Implementing SUSI Linux App as a Finite State Machine

SUSI Linux app provides access to SUSI on Linux distributions on desktop as well as hardware devices like Raspberry Pi. It is a headless client that can be used to interact to SUSI via voice only. As more and more features like multiple hotword detection support and wake button support was added to SUSI Linux, the code became complex to understand and manage. A system was needed to model the app after. Finite State Machine is a perfect approach for such system.

The Wikipedia definition of State Machine is

It is an abstract machine that can be in exactly one of a finite number of states at any given time. The FSM can change from one state to another in response to some external inputs; the change from one state to another is called a transition.”

This means that if you can model your app into a finite number of states, you may consider using the State Machine implementation.

State Machine implementation has following advantages:

  • Better control over the working of the app.
  • Improved Error handling by making an Error State to handle errors.
  • States work independently which helps to modularize code in a better form.

To begin with, we declare an abstract State class. This class declares all the common properties of a state and transition method.

from abc import ABC, abstractclassmethod
import logging

class State(ABC):
   def __init__(self, components):
       self.components = components
       self.allowedStateTransitions = {}

   @abstractclassmethod
   def on_enter(self, payload=None):
       pass

   @abstractclassmethod
   def on_exit(self):
       pass

   def transition(self, state, payload=None):
       if not self.__can_transition(state):
           logging.warning("Invalid transition to State{0}".format(state))
           return

       self.on_exit()
       state.on_enter(payload)

   def __can_transition(self, state):
       return state in self.allowedStateTransitions.values()

We declared the on_enter() and on_exit() abstract method.
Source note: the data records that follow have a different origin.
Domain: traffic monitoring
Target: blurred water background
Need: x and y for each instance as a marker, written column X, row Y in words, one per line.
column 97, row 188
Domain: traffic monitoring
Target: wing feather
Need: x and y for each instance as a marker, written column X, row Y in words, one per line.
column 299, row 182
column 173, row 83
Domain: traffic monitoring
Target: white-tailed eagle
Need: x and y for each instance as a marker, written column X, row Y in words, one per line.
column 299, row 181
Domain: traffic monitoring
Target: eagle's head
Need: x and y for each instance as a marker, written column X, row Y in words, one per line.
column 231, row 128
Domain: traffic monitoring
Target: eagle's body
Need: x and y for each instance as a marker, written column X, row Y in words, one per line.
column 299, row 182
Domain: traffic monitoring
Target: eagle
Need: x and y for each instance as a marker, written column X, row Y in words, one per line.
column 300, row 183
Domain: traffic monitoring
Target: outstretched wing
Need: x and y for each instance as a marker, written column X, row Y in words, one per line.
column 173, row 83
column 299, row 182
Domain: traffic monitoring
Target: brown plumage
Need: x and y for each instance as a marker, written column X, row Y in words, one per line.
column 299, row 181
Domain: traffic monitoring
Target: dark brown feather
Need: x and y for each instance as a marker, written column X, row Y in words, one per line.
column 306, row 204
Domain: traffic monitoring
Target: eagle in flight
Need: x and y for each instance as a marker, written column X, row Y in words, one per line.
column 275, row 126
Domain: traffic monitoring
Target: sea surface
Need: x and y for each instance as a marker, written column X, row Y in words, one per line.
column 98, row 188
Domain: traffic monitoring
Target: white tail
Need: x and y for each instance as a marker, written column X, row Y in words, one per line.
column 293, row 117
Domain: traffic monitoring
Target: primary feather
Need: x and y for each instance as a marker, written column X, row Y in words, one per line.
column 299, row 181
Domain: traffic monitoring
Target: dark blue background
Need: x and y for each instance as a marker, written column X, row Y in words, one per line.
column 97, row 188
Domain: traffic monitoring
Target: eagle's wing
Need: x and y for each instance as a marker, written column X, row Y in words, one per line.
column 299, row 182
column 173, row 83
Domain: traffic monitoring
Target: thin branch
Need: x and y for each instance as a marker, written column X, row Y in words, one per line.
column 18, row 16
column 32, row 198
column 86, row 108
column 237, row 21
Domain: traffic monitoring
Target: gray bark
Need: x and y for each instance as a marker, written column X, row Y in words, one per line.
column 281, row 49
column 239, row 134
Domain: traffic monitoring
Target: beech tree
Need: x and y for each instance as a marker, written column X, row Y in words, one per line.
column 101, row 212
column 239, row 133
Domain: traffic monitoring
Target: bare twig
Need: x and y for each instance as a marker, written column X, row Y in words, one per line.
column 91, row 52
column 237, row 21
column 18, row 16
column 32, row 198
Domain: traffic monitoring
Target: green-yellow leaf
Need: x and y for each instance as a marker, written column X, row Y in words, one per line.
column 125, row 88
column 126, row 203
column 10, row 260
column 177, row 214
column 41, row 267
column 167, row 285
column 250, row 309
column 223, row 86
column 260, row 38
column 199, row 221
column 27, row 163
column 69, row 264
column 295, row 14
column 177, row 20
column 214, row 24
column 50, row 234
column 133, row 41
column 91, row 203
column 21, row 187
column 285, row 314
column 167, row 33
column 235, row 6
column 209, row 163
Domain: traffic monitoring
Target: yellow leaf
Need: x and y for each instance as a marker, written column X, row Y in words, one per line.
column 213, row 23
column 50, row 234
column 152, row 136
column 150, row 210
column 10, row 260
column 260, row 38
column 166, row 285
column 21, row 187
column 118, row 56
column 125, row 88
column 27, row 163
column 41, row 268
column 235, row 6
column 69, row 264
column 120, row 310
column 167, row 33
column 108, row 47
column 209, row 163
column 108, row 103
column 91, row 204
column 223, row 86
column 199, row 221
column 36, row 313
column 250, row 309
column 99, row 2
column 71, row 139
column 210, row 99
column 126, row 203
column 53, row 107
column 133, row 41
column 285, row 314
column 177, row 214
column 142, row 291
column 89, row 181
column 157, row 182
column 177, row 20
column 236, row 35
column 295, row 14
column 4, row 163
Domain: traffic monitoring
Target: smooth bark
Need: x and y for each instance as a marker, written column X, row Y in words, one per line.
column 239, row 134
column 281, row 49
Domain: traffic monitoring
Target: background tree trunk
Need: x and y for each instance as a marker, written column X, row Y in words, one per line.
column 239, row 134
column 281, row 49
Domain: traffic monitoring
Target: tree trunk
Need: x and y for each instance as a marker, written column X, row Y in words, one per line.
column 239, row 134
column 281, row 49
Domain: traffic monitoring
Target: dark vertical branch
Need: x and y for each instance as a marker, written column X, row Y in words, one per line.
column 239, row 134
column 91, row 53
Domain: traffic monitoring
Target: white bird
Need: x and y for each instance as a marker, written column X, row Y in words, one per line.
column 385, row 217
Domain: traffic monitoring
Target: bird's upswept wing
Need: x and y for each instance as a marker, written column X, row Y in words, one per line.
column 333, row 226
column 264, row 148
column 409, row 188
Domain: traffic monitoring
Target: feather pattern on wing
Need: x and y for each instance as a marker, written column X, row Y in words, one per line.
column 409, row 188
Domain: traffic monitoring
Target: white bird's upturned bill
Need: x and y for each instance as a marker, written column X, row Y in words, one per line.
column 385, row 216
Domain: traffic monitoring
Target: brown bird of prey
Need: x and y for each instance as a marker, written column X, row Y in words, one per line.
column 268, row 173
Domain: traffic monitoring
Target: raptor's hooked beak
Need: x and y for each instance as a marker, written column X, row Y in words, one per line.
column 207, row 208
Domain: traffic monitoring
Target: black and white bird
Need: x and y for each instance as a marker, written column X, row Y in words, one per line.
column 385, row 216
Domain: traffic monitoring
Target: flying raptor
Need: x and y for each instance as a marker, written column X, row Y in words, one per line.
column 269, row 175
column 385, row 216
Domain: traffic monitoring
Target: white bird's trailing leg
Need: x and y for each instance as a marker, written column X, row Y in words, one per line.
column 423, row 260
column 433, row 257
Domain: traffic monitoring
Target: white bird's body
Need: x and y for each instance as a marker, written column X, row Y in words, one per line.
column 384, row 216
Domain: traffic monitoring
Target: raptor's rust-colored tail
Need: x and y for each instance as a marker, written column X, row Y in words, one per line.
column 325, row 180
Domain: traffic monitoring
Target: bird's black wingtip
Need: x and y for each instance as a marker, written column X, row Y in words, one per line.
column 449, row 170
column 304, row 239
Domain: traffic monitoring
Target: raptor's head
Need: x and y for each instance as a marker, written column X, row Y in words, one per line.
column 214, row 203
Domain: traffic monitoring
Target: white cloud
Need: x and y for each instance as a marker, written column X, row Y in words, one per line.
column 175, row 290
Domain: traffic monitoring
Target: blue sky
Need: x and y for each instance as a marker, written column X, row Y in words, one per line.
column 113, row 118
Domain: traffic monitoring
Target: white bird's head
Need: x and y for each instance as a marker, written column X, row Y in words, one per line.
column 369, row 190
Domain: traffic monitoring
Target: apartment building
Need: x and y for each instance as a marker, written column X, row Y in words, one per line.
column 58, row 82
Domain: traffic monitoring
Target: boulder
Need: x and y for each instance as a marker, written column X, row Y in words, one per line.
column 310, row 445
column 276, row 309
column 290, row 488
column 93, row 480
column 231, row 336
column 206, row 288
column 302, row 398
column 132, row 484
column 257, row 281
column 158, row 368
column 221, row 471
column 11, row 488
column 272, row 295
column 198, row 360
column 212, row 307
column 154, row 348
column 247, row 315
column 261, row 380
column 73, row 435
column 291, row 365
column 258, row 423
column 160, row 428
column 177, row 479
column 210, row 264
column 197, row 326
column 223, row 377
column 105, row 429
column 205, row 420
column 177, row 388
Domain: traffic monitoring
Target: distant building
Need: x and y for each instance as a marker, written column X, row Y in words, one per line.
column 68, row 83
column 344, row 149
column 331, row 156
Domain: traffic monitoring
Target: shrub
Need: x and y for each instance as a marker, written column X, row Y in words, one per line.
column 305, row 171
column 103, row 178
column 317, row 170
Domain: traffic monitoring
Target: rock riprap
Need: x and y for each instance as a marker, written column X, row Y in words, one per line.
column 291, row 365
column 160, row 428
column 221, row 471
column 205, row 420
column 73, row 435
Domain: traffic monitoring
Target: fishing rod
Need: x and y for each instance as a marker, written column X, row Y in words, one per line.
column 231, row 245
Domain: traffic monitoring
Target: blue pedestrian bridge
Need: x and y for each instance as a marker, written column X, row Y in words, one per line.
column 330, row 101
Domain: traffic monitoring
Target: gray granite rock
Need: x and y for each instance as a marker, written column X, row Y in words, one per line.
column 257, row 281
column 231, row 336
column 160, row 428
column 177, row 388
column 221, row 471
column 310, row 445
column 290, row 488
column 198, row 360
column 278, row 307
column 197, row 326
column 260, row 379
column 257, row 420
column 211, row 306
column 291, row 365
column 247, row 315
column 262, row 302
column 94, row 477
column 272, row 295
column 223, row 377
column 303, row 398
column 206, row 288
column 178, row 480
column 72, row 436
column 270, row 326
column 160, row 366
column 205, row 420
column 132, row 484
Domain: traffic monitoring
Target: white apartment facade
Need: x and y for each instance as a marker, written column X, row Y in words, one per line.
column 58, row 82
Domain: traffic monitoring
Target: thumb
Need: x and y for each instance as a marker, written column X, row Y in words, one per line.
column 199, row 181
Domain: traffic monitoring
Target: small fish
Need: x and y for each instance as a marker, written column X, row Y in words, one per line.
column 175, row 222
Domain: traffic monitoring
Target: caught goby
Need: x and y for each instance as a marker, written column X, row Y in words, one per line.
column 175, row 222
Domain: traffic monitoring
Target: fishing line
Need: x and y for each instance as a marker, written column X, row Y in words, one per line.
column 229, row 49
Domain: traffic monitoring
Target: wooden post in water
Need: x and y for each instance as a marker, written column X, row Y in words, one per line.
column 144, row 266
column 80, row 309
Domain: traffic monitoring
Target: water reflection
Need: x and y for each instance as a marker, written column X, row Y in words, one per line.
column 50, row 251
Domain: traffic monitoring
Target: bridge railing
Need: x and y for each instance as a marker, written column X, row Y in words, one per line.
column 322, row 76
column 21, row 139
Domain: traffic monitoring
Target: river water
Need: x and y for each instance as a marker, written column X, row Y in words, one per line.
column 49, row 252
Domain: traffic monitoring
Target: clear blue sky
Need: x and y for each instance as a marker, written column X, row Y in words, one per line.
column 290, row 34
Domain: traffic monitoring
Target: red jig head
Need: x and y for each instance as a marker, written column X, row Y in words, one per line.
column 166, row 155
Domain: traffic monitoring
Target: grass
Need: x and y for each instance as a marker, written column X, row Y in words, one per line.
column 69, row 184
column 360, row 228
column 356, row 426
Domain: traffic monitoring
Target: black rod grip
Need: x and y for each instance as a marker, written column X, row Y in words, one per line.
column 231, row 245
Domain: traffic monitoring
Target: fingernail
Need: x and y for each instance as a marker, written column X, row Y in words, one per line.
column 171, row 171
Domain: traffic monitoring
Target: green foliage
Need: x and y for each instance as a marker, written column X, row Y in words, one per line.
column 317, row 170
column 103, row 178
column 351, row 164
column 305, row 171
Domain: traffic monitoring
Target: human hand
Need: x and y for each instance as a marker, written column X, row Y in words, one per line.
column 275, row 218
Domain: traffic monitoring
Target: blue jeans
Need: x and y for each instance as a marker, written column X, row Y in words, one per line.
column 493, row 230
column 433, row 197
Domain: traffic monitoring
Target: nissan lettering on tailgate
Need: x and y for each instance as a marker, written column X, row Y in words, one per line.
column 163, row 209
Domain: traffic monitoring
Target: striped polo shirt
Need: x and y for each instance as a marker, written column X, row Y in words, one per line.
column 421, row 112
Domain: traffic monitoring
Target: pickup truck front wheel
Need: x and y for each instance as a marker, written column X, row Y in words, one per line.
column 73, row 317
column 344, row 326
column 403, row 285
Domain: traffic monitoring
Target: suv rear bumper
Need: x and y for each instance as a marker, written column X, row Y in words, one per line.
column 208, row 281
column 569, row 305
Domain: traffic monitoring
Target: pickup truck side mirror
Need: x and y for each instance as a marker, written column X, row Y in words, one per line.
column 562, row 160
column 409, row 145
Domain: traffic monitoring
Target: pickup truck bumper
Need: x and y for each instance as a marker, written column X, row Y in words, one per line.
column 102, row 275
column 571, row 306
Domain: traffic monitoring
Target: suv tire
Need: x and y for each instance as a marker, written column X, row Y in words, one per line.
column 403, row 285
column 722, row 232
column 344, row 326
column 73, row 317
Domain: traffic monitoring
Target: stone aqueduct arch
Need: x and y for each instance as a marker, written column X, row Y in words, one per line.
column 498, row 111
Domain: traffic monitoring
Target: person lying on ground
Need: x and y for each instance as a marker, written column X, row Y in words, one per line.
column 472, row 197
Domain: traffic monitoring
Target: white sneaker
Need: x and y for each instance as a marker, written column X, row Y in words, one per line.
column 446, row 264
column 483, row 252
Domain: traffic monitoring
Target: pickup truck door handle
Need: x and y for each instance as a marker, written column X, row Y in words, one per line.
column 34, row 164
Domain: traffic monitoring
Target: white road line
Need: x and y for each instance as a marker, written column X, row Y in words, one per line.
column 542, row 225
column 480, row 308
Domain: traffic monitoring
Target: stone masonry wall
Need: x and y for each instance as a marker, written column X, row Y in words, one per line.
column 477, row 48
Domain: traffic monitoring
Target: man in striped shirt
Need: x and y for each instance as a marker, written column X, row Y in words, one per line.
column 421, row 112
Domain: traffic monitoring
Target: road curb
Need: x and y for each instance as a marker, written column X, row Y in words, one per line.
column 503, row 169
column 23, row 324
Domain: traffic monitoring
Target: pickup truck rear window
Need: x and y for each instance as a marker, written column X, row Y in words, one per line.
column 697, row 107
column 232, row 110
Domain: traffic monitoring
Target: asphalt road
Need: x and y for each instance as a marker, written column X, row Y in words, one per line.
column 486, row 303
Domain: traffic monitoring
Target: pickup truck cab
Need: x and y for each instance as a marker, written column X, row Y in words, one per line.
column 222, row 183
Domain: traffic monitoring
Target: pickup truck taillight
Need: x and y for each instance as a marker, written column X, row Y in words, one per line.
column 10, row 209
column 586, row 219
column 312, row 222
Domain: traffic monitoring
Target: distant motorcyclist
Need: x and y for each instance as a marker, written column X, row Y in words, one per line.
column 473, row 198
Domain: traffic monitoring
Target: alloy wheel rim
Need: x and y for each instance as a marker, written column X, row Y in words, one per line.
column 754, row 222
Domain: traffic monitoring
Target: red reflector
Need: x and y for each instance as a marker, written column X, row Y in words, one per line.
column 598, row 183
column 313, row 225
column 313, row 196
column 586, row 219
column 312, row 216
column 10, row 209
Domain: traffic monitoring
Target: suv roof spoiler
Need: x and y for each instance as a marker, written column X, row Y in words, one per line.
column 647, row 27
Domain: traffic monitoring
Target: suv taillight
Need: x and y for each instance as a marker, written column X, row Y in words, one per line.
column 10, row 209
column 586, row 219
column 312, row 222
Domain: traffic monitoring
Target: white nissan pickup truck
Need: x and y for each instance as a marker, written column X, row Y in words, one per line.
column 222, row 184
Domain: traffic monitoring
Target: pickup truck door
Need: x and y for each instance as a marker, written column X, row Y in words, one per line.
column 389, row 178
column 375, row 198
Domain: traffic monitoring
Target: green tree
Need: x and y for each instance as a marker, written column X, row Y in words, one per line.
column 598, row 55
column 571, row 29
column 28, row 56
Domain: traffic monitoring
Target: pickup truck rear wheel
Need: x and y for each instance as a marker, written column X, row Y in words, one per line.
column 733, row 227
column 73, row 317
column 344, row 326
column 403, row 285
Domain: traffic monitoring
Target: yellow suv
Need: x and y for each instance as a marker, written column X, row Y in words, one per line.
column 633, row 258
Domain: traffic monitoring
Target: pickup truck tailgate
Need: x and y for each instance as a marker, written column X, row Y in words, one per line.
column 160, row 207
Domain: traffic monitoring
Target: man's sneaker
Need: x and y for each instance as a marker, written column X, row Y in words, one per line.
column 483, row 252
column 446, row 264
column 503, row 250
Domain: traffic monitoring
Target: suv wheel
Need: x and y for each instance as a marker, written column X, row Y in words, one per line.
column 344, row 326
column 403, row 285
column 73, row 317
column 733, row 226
These methods are executed on the entering and exiting a state respectively. The task designated for the state can be performed in the on_enter() method and it can free up resources or stop listening to callbacks in the on_exit() method. The transition method is to transition between one state to another. In a state machine, a state can transition to one of the allowed states only. Thus, we check if the transition is allowed or not before continuing it. The on_enter() and transition() methods additionally accepts a payload argument. This can be used to transfer some data to the state from the previous state.

We also added the components property to the State. Components store the shared components that can be used across all the State and are needed to be initialized only once. We create a component class declaring all the components that are needed to be used by states.

class Components:

   def __init__(self):
       recognizer = Recognizer()
       recognizer.dynamic_energy_threshold = False
       recognizer.energy_threshold = 1000
       self.recognizer = recognizer
       self.microphone = Microphone()
       self.susi = susi
       self.config = json_config.connect('config.json')

       if self.config['hotword_engine'] == 'Snowboy':
           from main.hotword_engine import SnowboyDetector
           self.hotword_detector = SnowboyDetector()
       else:
           from main.hotword_engine import PocketSphinxDetector
           self.hotword_detector = PocketSphinxDetector()

       if self.config['wake_button'] == 'enabled':
           if self.config['device'] == 'RaspberryPi':
               from ..hardware_components import RaspberryPiWakeButton
               self.wake_button = RaspberryPiWakeButton()
           else:
               self.wake_button = None
       else:
           self.wake_button = None

Now, we list out all the states that we need to implement in our app. This includes:

  • Idle State: App is listening for Hotword or Wake Button.
  • Recognizing State: App actively records audio from Microphone and performs Speech Recognition.
  • Busy State: SUSI API is called for the response of the query and the reply is spoken.
  • Error State: Upon any error in the above state, control transfers to Error State. This state needs to handle the speak the correct error message and then move the machine to Idle State.

Each state can be implemented by inheriting the base State class and implementing the on_enter() and on_exit() methods to implement the correct behavior.

We also declare a SUSI State Machine class to store the information about current state and declare the valid transitions for all the states.

class SusiStateMachine:
   def __init__(self):
       super().__init__()
       components = Components()
       self.__idle_state = IdleState(components)
       self.__recognizing_state = RecognizingState(components)
       self.__busy_state = BusyState(components)
       self.__error_state = ErrorState(components)
       self.current_state = self.__idle_state

       self.__idle_state.allowedStateTransitions = \
           {'recognizing': self.__recognizing_state, 'error': self.__error_state}
       self.__recognizing_state.allowedStateTransitions = \
           {'busy': self.__busy_state, 'error': self.__error_state}
       self.__busy_state.allowedStateTransitions = \
           {'idle': self.__idle_state, 'error': self.__error_state}
       self.__error_state.allowedStateTransitions = \
           {'idle': self.__idle_state}

       self.current_state.on_enter(payload=None)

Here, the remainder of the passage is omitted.